At that moment, something in me wilted. Possibly it was the stress of running all night from an unavoidable fate; or perhaps it was the running around itself . . . god knew, this was the most exercise I’d had in a single day in years, and I suspected that only my obligation to my best friend had kept me going when all I’d really wanted to do was go home and sleep for fourteen hours straight.


I turned back to Ted, who now had the phone pulled away from his ear and was holding it out to me. “Momma wants to talk to you,” he said.


Pressing the phone against my ear, I uttered a barely audible “Hello” and listened as Mrs. Nelson’s suddenly calm, soothing voice gnawed into the final straw of my resistance: “It’s time to bring Ted home now,” she said. “He’s been through enough. You are a great friend to him and always have been, but he’s sick and he needs his mother. I can help him.”
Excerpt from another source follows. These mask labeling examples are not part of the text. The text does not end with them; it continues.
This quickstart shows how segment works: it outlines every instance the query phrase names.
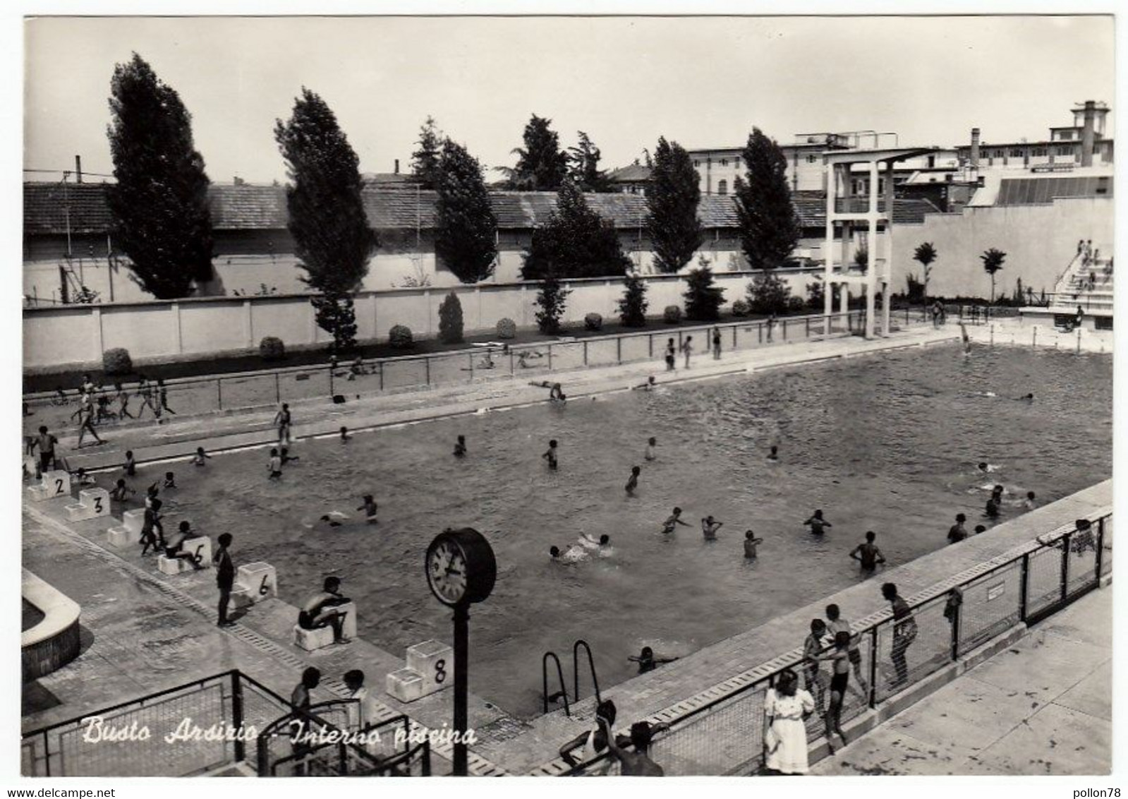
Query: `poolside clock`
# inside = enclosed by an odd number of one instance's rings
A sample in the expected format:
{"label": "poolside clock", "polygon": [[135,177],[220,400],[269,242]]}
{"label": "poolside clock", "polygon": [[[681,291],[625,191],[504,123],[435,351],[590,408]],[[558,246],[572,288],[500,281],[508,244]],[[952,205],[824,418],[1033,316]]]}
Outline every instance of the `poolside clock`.
{"label": "poolside clock", "polygon": [[447,528],[426,548],[423,564],[431,592],[455,608],[455,775],[466,776],[466,660],[470,605],[484,602],[497,578],[493,547],[470,527]]}

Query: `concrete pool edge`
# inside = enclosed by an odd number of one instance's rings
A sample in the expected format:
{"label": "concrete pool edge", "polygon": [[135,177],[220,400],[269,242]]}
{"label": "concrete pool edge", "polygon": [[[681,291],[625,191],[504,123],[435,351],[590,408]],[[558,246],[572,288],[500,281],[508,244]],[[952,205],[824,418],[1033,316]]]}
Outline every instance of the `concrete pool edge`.
{"label": "concrete pool edge", "polygon": [[43,613],[43,618],[20,633],[23,682],[51,674],[78,657],[79,604],[42,578],[23,569],[24,600]]}
{"label": "concrete pool edge", "polygon": [[[673,664],[610,686],[602,692],[602,696],[616,702],[618,722],[623,727],[629,727],[629,722],[636,720],[662,721],[681,715],[693,706],[706,704],[767,676],[793,659],[801,651],[795,644],[802,640],[809,620],[821,617],[828,603],[838,604],[844,617],[849,618],[855,627],[872,624],[889,615],[888,603],[881,599],[879,592],[882,582],[896,582],[901,588],[901,595],[911,604],[1005,562],[1016,551],[1036,545],[1037,535],[1070,526],[1075,519],[1108,509],[1111,504],[1112,480],[1109,478],[1003,523],[988,533],[922,555],[765,624],[704,647]],[[977,652],[969,652],[961,660]],[[748,662],[756,666],[748,668]],[[927,679],[923,683],[932,684]],[[906,693],[915,693],[916,687]],[[546,744],[559,746],[590,728],[593,711],[593,702],[584,700],[572,706],[572,718],[566,718],[563,711],[538,717],[529,722],[527,736],[490,745],[483,754],[512,773],[562,773],[566,771],[566,765],[556,756],[556,747]],[[858,718],[865,718],[865,713]],[[534,748],[540,753],[539,760],[530,755]]]}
I started to speak -- to protest, to ask her what the hell was going on -- but she cut me off abruptly. When she did, her voice took on a startling timbre, and the words she spoke sounded more like a growl than a command: “Bring him home. Now.”


A gasp erupted from my throat before I could contain it, and as soon as it did, I knew I’d shown my hand. I was terrified, and she knew it. The doctor knew it. Ted knew it. And now that I knew it, the final wall of my resolve crumbled. All that I could do now, aside from holding myself and Ted up long enough to get him home, was comply.


“Okay,” I said.


When I went to hand the phone back to the doctor, he was gone. Just then a voice, unheard by my ears but distinctly sensed and understood somewhere deep within me, spoke the words: The Devil sends his regards.


A chill coursed through me, an icy finger that raked upward from the small of my back to the base of my spine. Where had I heard those words before? In a song, or a dream, or a thought not yet crystallized? I didn’t know. All I knew was that I had to take Ted home. There was nothing else to do.